Docwise, iOS: Despite being an early adopter, I had not owned an iPad until last month.  The feature I really wanted an iPad for was to be able to collate articles from all the different medical journals I like to read into one place.  I heard about Docwise, and then I bought an iPad.  Docwise allows you to mark any number of journals as your favorites, to browse articles from those journals and add them to your reading list, and then to come back when you want and read the items in your reading list.  Note that you still need your institutional library EZProxy or VPN to get access to full-text articles, though you can do this inside Docwise if you have such access.

Instacast, iOS: A very simple and straightforward iOS app for downloading and organizing podcasts.

Much of my web content discovery is done through Twitter and an increasing amount through LinkedIn.

Research Tools

Papers, multi-platform: A few years ago while in the midst of a research project, I purchased and tried using EndNote to manage my references.  It was a pretty miserable experience.  Luckily, a friend suggested Papers, and I have not looked back.  The easiest explanation is that it is like iTunes for your academic PDFs (without so many headaches as iTunes).  You can tag and store your journal articles here, and add annotations like notes and highlights.  This is really great on the iPad.  Their newer version really blew everything else out of the water because it allows you to insert citations and references from your Papers library into any document and it will create footnotes and a reference list for you.

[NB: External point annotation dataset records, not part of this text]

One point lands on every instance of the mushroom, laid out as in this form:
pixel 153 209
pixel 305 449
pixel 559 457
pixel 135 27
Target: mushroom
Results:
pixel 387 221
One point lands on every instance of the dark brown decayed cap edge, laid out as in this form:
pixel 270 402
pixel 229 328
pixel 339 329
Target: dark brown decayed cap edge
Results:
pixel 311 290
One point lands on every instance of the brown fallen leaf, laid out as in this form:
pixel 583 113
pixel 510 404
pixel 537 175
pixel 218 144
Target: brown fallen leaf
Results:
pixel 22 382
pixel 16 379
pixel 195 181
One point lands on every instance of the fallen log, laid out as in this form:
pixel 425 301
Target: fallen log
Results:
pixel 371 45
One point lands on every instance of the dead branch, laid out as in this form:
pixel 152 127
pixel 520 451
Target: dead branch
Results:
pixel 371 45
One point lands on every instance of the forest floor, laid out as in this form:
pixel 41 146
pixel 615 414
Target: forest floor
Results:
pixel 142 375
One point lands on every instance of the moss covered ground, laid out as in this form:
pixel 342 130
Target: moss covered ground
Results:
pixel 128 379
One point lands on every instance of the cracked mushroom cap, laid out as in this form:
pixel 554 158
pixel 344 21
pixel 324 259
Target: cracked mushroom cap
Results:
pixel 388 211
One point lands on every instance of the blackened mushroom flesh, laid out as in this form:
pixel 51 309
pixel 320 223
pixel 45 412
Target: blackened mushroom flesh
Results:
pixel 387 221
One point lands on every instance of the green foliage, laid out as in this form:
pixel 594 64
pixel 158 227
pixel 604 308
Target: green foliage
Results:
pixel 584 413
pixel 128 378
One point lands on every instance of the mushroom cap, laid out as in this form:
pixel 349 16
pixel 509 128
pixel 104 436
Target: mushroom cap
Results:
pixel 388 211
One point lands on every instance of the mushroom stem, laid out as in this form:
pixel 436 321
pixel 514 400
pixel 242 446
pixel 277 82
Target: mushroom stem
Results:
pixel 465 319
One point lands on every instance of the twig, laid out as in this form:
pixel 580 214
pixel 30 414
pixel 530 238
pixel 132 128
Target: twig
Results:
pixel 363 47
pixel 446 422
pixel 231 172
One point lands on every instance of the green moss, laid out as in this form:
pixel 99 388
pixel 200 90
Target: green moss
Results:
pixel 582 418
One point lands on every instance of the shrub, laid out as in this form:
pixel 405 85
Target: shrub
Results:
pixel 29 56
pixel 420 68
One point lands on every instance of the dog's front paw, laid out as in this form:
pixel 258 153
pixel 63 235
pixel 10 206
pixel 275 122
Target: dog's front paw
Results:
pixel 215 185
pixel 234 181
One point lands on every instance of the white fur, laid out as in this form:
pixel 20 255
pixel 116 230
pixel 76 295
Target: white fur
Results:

Google Scholar, web: A great tool for starting a literature search.  I always use this in conjunction with Pubmed (below).  I find this to be more “sensitive” than Pubmed, ie the search results might be less relevant, but you get more of them.  An especially nice feature is the “cited by” feature, which shows you the list of articles that have cited the article you are looking at.

Pubmedweb: A must-use for any literature search, I use this in conjunction with Google Scholar (above).  I find this to be the more “specific” of the two tools, ie if you don’t use the proper search term you might find nothing, but if you have better search skills, you will be much more precise in what you find.

 

I hope some of you find this helpful, and if there are any tools out there that you use that I did not list, I would love to hear about them!